・・・・・・・・・・・・・・・・・・・・・・・・・・・・・・・・・・・・・・・・・・・・・・・・・・・・・・・・・・・・・・・・・・・・・・・・・・・・・・・・・・・・・・・・・・・・・・・・・・・・・・・・・・・・・・・・・・・・・・・・・・・・・・・・・・・・・・・・・・・・・・・




〔053〕 富裕層のステータスとして雇用される家政婦
【2004/01/14】

 急成長する中国経済に乗った者と乗れなかった者との格差をもっとも象徴する日常的な光景の一つに家政婦の存在があげられる。

 北京郊外のある家庭では、20畳はあろうかという広い板張りのリビングを、20歳になったばかりの若い女性が雑巾がけをしていた。30代半ばの夫婦に子供1人というその家では、掃除、炊事、子育てをそれぞれ行う3人の家政婦を雇っている。

 3人のうち2人は河北省から、1人は黒竜江省からやってきた。彼女たちはともに家政婦を養成する学校に通って、現在の仕事を見つけた。

 北京や上海など都市部には、家政婦を養成する学校がある。そこで学ぶのは全国各地の農村から集まった若い女性たちで、1ヶ月ほどのうちに、料理や子育てのほか家電製品の使い方や北京語、上海語の発音などを勉強する。

 家電製品の使い方を学ぶのは、都市部の富裕層の家庭では日常的に使われる電子レンジやエアコン、食器洗い機などの使用方法を知らない女性が多いためだ。彼女たちの中には、洗濯機さえ初めて見るという人も珍しくない。

 学校で必要な知識と技術を学んだ後、家政婦紹介所を通して仕事を見つけることになる。結婚や出産をした女性であったても外で働くことが一般的な中国では家政婦の需要が高く、仕事は比較的簡単に見つかる。

 ただし、家政婦紹介所では雇い主に選ばれるのを待つというのが実情だ。雇う側は、技能のほか、出身地や年齢、器量などを考慮して選ぶ。

 先の家政婦の1人は、中学を卒業してすぐに北京に出た。北京に出てきた理由について聞いてみると、「都市への出稼ぎはしごく当然のこととして受け止めている」と言う。

 「生まれ故郷はとても貧しく、まともな仕事にありつけない。同年代の人は中学を卒業すると大半が出稼ぎする。故郷で生活できればいいけど、そんなことは言ってられない。欲を言えばきりがないが、収入も故郷の仕事と比べればそれほど悪くない」

 家政婦の収入は月に500元程度(約7500円)。
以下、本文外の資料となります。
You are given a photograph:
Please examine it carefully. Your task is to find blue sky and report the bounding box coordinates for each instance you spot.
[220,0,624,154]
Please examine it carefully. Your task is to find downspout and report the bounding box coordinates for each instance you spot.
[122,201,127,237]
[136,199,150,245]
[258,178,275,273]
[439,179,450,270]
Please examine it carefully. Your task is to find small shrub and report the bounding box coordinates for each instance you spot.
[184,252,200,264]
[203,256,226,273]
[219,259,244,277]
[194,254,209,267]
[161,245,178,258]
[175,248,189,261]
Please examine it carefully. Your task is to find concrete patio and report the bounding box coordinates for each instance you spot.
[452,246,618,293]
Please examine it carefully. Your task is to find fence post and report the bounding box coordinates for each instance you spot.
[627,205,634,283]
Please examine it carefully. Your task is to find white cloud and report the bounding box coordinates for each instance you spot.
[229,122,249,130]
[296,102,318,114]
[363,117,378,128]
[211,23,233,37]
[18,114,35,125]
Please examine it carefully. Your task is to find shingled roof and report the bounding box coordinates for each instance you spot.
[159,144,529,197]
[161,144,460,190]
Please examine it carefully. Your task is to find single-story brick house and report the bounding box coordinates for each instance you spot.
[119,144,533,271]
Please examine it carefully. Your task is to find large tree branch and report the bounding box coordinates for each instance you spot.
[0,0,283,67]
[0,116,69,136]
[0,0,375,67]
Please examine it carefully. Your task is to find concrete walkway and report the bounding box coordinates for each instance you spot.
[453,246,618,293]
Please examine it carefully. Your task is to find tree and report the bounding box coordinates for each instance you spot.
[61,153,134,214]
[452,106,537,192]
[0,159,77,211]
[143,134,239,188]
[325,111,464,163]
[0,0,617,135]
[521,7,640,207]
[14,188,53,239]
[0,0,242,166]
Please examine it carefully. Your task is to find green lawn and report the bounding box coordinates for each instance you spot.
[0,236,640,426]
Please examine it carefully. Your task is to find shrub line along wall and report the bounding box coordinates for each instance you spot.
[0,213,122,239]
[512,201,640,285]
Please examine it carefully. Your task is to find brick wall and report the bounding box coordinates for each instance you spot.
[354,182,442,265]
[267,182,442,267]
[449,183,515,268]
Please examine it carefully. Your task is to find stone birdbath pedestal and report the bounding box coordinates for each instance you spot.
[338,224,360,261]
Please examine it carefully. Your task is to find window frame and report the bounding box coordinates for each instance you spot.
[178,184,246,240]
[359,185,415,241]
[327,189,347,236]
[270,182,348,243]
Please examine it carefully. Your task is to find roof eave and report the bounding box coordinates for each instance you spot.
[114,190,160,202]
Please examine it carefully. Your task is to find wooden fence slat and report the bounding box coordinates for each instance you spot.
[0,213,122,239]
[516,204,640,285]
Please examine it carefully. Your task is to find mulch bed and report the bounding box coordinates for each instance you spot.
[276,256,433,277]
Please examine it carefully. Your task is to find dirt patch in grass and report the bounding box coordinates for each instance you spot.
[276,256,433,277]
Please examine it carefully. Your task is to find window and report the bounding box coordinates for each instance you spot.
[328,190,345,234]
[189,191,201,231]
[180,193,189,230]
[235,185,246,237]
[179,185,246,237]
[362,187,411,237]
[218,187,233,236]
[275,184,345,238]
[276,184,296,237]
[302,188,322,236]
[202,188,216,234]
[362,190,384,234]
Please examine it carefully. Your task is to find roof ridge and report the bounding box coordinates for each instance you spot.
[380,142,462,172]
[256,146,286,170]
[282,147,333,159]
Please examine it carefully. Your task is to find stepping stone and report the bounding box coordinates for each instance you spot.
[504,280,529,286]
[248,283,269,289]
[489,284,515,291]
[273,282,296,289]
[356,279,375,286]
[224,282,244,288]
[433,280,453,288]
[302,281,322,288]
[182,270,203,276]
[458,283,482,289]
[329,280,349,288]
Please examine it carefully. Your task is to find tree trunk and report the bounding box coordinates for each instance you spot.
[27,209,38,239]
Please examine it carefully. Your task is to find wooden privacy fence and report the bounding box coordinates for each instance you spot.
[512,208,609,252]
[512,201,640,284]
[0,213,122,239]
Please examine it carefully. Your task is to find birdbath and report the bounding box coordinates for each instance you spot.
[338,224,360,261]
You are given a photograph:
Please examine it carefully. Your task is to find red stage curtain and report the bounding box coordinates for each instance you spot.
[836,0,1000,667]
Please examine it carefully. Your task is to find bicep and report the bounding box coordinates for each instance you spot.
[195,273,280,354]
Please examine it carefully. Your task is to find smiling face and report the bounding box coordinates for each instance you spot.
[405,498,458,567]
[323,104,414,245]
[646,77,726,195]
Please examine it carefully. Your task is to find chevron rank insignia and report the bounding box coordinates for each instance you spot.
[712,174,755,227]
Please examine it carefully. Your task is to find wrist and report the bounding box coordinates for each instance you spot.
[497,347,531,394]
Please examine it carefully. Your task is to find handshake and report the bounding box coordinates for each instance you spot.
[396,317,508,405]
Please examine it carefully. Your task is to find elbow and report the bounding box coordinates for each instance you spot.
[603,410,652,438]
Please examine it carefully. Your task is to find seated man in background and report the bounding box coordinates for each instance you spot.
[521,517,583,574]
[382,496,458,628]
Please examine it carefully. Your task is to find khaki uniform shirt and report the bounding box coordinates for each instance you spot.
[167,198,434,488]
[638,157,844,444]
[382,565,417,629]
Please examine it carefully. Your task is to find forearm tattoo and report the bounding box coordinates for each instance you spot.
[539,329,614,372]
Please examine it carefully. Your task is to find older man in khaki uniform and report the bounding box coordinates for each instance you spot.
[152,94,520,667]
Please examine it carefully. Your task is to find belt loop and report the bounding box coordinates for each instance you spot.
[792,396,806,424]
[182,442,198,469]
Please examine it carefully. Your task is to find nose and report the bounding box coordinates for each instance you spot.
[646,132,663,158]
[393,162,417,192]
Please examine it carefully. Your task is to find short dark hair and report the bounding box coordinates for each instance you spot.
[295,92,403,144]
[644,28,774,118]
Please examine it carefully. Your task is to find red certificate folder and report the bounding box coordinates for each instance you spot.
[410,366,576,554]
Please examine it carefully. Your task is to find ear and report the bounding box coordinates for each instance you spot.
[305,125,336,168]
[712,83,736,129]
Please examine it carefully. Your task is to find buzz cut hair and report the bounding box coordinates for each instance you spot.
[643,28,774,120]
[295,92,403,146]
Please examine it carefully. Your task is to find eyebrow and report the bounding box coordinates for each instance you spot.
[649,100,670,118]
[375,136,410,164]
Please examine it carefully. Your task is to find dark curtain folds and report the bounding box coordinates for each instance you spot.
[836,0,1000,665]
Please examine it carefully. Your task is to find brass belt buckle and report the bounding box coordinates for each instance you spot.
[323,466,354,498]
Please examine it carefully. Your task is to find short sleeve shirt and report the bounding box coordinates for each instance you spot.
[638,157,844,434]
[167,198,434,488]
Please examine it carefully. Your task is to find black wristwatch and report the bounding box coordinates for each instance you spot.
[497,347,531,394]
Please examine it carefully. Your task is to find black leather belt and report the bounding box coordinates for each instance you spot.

北京人に、現在の一般的な人の月収がいくらくらいかと聞くと、大半の人は1000元(約15000円)ほどと答える。

 つまり月に1000元ほどが下働きの妥当な月収だとみなされている。その都市部住民にとって妥当だと思える月収の半額程度が、農村からの出稼ぎ労働者にとっては妥当な金額だと受け止められている。

 なかには雇い主から暴力をふるわれたり、1〜2ヶ月ほどで一方的に解雇されたり、賃金が払われないケースもある。だが、学歴や人脈など、中国社会で生き抜く術が限られる彼女たちにとって、家政婦の仕事は都市部で現金収入となる貴重な職種の一つと受け止められている。

 わずか15年ほど前には、家政婦を雇うことはブルジョア的だと見なす人が多かった。ところが現在では高い経済力と広いマイホームを持つ富裕層が多く現れ、家政婦を雇うことはステータスだと考える人も少なくない。

 かつては「保姆」と呼ばれていた家政婦を、中国政府は2000年から「家政服務員」とし、資格の必要な職種の1つとして認定した。